The title story in Angela Carter’s The Bloody Chamber, the collection of reimagined fairy tales that contains her best-known work, is based on the legend of Bluebeard. Carter updates the story’s setting to the late 19th century—the widowed husband smokes Cuban cigars, the young wife wears a Poiret shift to dinner—but otherwise retains its traditional contours. The familiar plot unfolds with a sense of inevitability, as if every action were preordained. The heroine drifts through the story like a sleepwalker, hypnotized by her husband’s “heavy, fleshy composure,” the rhythmic motion of the train that carries her to his castle in Brittany, the scent of the lilies that fill her bridal suite. Even when she discovers the bodies of his previous wives laid out in a gruesome tableau and it becomes clear that she is his next victim, the mood remains dreamlike.
The spell isn’t broken until the story’s final pages. In the 17-century version of the fairy tale by Charles Perrault, the bride is saved by her brothers-in-law; in Carter’s, it’s her mother, a military widow who comes galloping up the causeway, armed and dangerous, just as the killer is about to cut off the young wife’s head. Carter narrates his reaction with a typical flourish: “The puppet master, open-mouthed, wide-eyed, impotent at the last, saw his dolls break free of their strings, abandon the rituals he had ordained for them since time began and start to live for themselves; the king, aghast, witnesses the revolt of his pawns.” His authority shattered, the husband is reduced to “one of those clockwork tableaux of Bluebeard that you see in glass cases at fairs.”

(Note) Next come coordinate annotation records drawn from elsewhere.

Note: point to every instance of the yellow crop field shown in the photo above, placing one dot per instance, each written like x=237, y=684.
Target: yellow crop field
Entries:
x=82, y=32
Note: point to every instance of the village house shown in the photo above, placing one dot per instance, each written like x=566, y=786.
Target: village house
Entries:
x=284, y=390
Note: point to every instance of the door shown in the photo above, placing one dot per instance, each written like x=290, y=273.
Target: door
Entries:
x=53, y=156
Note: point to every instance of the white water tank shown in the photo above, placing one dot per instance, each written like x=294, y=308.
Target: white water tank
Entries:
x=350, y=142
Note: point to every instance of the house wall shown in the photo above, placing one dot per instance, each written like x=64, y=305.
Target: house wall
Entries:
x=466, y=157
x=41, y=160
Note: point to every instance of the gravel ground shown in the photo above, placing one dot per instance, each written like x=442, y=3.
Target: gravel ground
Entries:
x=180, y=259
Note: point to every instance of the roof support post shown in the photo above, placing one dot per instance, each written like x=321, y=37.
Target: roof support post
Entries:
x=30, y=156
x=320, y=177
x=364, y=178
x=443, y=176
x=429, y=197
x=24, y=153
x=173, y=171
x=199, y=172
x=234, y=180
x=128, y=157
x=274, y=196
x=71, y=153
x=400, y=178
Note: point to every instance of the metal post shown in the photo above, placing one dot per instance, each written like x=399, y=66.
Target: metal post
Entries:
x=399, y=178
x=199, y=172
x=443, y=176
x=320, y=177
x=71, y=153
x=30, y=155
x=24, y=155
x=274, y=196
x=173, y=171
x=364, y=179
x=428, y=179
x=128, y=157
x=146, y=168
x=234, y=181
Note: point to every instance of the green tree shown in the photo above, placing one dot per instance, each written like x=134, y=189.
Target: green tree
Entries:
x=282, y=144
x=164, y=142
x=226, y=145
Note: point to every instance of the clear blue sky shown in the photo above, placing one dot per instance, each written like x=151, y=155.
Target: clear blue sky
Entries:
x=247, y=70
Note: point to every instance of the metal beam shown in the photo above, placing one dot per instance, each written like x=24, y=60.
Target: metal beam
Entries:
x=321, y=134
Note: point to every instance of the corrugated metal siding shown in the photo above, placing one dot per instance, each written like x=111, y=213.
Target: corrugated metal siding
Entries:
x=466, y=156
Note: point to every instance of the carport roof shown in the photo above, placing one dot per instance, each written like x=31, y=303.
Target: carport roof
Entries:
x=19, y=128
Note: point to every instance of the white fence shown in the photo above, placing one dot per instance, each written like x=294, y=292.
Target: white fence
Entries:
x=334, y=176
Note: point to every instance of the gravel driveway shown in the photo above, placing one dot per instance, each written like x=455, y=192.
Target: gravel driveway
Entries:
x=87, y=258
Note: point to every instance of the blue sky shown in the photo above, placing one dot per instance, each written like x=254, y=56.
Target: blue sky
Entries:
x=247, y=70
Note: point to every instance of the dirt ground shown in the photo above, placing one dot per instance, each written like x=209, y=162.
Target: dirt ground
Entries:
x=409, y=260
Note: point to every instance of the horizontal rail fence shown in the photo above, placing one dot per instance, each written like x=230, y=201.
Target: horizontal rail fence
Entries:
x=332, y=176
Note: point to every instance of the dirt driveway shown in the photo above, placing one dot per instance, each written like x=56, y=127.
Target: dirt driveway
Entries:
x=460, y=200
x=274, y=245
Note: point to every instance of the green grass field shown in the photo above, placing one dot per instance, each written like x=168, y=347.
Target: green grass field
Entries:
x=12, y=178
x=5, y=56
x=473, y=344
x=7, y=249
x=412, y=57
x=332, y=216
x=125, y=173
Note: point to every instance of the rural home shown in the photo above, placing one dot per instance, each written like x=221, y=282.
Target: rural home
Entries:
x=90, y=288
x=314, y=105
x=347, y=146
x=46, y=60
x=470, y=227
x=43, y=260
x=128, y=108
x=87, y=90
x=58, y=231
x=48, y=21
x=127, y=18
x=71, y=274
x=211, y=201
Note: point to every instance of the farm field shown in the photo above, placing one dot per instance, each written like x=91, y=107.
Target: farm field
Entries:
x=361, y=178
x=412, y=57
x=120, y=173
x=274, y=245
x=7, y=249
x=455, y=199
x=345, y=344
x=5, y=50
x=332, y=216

Variations on this scene—the moment when the strings are cut and a familiar story suddenly veers off course—recur throughout Carter’s fiction. The strongest emotions in her work are elicited by the prospect of a leap into the unknown, the event that could not be predicted or controlled. Unlike many writers shaped by the upheaval of the 1960s, Carter never disavowed the politics of that period or treated them as a temporary madness; she remained committed, throughout her life, to the possibility of radical change. Her novels tend to conclude with either a wild party, an act of violent destruction, or a combination of the two. Although her fiction drew heavily on traditional folklore, she saw herself as being in “the demythologizing business.” Myths, Carter asserted, are “extraordinary lies designed to make people unfree,” and she adopted their conventions in order to blow them up. At the end of her second book, The Magic Toyshop, a Gothic reworking of Paradise Lost, the two main characters look at each other “in a wild surmise” as their house burns to the ground. “Nothing is left but us,” the heroine says. She doesn’t seem unhappy about it.
As Edmund Gordon emphasizes in his new biography, The Invention of Angela Carter, the allure of remaking oneself remained a constant throughout her life. Her notebooks and letters are filled with plans for self-improvement projects: to learn Gaelic as well as “the French they speak in France”; to work out how to “live off the land”; to dye her hair a different color; to redo the kitchen. Carter was enthralled by fashion, particularly its potential to antagonize others. At her first job—reporting for a local newspaper—she wore green lipstick until her colleagues complained. Decades later, when she bought her first house, she painted the outside blood red.